MARIA RAQUEL AVELINO DA SILVA e orientado por ALBERTINA MARIA RIBEIRO BRITO DE ARAUJO e orientado por ALBERTINA MARIA RIBEIRO BRITO DE ARAUJO

Os movimentos sociais são o corpo que sustenta o povo quando os corpos desses carecem, precisam, faltam e gritam. Neste contexto, a educação é o pensamento que provoca reflexão e a inquietação que encoraja o corpo a lutar, buscar e resistir. Assim, a educação ganha alma, sentido e significado, sendo mediadora de grandes transformações, que acontecem quando as pessoas se unem pelo mesmo propósito, suas forças se fortalecem, gerando empoderamento para uma tomada de pensamento consciente.
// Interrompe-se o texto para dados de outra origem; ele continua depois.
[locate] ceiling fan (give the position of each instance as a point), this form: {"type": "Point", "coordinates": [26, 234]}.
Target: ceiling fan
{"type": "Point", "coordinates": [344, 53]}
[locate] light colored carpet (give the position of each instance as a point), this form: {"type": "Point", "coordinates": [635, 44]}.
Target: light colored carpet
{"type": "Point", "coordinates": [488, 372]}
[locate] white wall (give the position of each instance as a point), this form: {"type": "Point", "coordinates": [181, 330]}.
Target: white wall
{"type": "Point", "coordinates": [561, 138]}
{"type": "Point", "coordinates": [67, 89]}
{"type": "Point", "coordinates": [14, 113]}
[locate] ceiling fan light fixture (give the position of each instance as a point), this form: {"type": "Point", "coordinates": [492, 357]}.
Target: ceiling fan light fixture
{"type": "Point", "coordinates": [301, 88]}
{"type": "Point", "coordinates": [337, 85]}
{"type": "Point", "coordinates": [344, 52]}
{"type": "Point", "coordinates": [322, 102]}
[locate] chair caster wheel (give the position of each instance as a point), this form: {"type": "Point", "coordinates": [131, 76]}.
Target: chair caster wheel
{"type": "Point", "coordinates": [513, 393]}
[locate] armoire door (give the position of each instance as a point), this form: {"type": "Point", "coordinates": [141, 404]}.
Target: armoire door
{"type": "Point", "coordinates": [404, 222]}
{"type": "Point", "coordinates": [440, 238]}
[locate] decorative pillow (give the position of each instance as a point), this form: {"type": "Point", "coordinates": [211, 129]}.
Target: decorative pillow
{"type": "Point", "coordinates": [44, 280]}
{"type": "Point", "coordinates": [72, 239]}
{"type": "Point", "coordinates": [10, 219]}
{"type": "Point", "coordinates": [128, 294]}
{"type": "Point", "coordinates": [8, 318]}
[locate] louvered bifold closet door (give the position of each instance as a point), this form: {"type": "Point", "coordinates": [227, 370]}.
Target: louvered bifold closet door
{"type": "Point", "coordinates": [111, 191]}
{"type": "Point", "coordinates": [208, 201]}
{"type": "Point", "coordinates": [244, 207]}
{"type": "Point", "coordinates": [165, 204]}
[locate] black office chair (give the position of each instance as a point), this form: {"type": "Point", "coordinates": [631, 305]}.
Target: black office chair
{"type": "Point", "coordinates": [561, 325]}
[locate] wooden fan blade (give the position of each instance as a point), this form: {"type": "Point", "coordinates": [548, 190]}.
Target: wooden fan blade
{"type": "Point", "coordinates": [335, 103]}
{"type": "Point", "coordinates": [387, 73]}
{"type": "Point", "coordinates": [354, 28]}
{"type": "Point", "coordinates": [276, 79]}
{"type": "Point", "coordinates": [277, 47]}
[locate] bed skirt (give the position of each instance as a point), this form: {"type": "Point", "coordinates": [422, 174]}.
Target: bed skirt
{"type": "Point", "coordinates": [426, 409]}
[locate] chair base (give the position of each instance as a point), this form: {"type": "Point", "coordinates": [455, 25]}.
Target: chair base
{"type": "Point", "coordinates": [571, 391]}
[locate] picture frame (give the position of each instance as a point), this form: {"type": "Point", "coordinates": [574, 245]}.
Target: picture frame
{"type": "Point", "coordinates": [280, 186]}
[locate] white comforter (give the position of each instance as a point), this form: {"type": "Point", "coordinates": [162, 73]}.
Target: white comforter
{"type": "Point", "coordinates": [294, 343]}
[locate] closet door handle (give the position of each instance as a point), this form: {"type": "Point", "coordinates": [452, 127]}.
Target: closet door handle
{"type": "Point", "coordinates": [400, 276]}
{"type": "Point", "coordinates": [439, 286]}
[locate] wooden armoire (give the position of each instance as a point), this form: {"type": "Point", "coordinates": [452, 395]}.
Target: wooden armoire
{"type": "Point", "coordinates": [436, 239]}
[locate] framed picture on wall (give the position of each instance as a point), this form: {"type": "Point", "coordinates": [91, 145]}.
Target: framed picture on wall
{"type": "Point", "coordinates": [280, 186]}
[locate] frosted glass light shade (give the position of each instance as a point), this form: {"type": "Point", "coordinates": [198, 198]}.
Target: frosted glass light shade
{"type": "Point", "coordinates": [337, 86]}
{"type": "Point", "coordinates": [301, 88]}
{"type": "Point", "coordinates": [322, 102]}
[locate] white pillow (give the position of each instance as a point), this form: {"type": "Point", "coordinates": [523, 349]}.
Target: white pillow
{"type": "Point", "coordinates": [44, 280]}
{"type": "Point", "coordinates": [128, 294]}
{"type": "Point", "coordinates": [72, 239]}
Nessa ótica, esse trabalho tem o objetivo de conhecer detalhadamente o processo de luta e resistência da construção da Escola Plíno Lemos, no Assentamento Zé Marcolino localizado no Município de Prata – PBCariri Paraibano, que vem marcada pela luta, por uma educação que comungue com os princípios e possua raízes na educação do campo. Assim como também identificar os significados que a construção da Escola tem para os moradores, analisar as contribuições de uma pratica educativa volta para a valorização do sujeito como cidadão, e sintetizar como esses processos de lutas, transformam os sujeitos. Uma luta por uma escola próxima não só geograficamente, como também pedagogicamente, com práticas que aproximem e valorizem a identidade e o contexto dos estudantes. Para isto foi realizada uma pesquisa qualitativa em conjunto com pesquisa ação e pesquisa participante, por meio de entrevistas semiestruturadas e vivências na Escola Plínio Lemos e no Assentamento Zé Marcolino. Este estudo proporcionou compreender e participar de experiências transformadoras através da história de uma comunidade marcada pela força a qual faz com que as lutas aconteçam. Trazendo consigo o retrato de mulheres guerreiras que lideram com muita coragem esses movimentos socias em busca de políticas públicas e efetivação de seus direitos. Portanto compreende-se que as lutas são contínuas para manter a escola, e elas só são possíveis porque a comunidade é entendedora da importância, do conhecimento e do direito de ser.